Most people understand the importance of having life insurance when they are young. If you are in your early 30s and have young children and a house with a large mortgage, you know that you need life insurance. If something were to happen to you, a good life insurance policy would ensure that your children were cared for and your home was paid off.
However, you might not realize that life insurance is still important, even when you are approaching retirement. If you are in your 60s, life insurance is still a sensible investment. It may serve a different purpose than it did 30 years previously, but it can still be a significant part of your financial planning. You just have to realize that there are fewer options for life insurance for people over 60 than for those much younger.
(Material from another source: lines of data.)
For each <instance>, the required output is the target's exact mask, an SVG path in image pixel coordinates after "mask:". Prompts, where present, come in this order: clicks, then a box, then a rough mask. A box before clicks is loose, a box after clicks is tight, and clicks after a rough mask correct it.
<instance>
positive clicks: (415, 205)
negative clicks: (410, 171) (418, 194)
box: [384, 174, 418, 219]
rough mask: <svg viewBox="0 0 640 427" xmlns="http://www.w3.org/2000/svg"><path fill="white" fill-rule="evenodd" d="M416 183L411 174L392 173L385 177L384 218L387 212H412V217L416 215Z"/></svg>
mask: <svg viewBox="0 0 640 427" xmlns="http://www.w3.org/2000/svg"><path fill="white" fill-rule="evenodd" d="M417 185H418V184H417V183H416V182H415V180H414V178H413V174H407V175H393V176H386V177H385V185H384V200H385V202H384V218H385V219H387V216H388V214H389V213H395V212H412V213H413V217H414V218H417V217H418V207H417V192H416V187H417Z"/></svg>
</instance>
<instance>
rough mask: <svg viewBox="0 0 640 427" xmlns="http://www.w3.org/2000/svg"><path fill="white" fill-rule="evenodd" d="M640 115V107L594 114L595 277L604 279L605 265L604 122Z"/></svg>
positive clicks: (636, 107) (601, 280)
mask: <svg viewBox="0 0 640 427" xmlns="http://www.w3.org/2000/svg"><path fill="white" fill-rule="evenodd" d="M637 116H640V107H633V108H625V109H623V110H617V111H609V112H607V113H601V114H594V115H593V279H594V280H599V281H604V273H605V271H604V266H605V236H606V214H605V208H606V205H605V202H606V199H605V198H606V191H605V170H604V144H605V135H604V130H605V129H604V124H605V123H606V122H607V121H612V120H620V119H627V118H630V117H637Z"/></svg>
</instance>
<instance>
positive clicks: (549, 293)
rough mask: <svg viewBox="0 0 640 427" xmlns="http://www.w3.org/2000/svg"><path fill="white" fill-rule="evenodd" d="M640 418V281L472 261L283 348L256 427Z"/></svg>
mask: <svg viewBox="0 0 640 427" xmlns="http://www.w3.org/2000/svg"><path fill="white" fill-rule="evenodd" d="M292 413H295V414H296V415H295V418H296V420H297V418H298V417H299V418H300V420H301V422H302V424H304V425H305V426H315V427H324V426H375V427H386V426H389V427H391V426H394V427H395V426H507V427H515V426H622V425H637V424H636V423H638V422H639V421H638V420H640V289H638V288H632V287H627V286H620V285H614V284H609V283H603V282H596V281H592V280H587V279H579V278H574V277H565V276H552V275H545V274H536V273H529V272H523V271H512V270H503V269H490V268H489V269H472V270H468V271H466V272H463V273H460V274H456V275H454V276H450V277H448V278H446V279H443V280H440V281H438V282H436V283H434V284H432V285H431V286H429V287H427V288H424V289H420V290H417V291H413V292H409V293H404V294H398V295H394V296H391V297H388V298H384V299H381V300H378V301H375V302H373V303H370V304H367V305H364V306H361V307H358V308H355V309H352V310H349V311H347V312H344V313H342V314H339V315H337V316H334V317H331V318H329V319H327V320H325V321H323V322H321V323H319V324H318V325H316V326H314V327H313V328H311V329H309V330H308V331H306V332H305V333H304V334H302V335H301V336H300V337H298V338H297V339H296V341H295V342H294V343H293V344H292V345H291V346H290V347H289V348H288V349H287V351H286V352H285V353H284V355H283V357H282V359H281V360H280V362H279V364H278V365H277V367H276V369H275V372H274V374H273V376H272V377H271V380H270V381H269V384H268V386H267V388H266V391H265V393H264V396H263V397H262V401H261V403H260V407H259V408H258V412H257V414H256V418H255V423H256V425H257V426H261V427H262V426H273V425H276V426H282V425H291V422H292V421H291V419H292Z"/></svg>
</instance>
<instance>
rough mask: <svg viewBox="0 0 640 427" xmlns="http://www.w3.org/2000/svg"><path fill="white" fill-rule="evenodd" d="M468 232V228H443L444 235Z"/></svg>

The main purpose of life insurance, after all, is to shield your family from the financial burden that your loss would leave them with. Such costs can occur at any age. For example, funeral expenses can be quite high, and a life insurance policy can help your loved ones deal with such costs at a time when they are already dealing with their loss.
If you are married, a good life insurance policy can also help make sure that your spouse can enjoy a comfortable standard of living after you pass on. This is particularly important if you are providing the bulk of your retirement income. However, you should not count upon your life insurance policy to replace all of your income during retirement. It is still a good idea to plan ahead and invest your money wisely.
If you are shopping for a life insurance policy after 60, talking to a good financial planner is an important first step. He can give you the guidance that you will need to find a policy that fits your needs.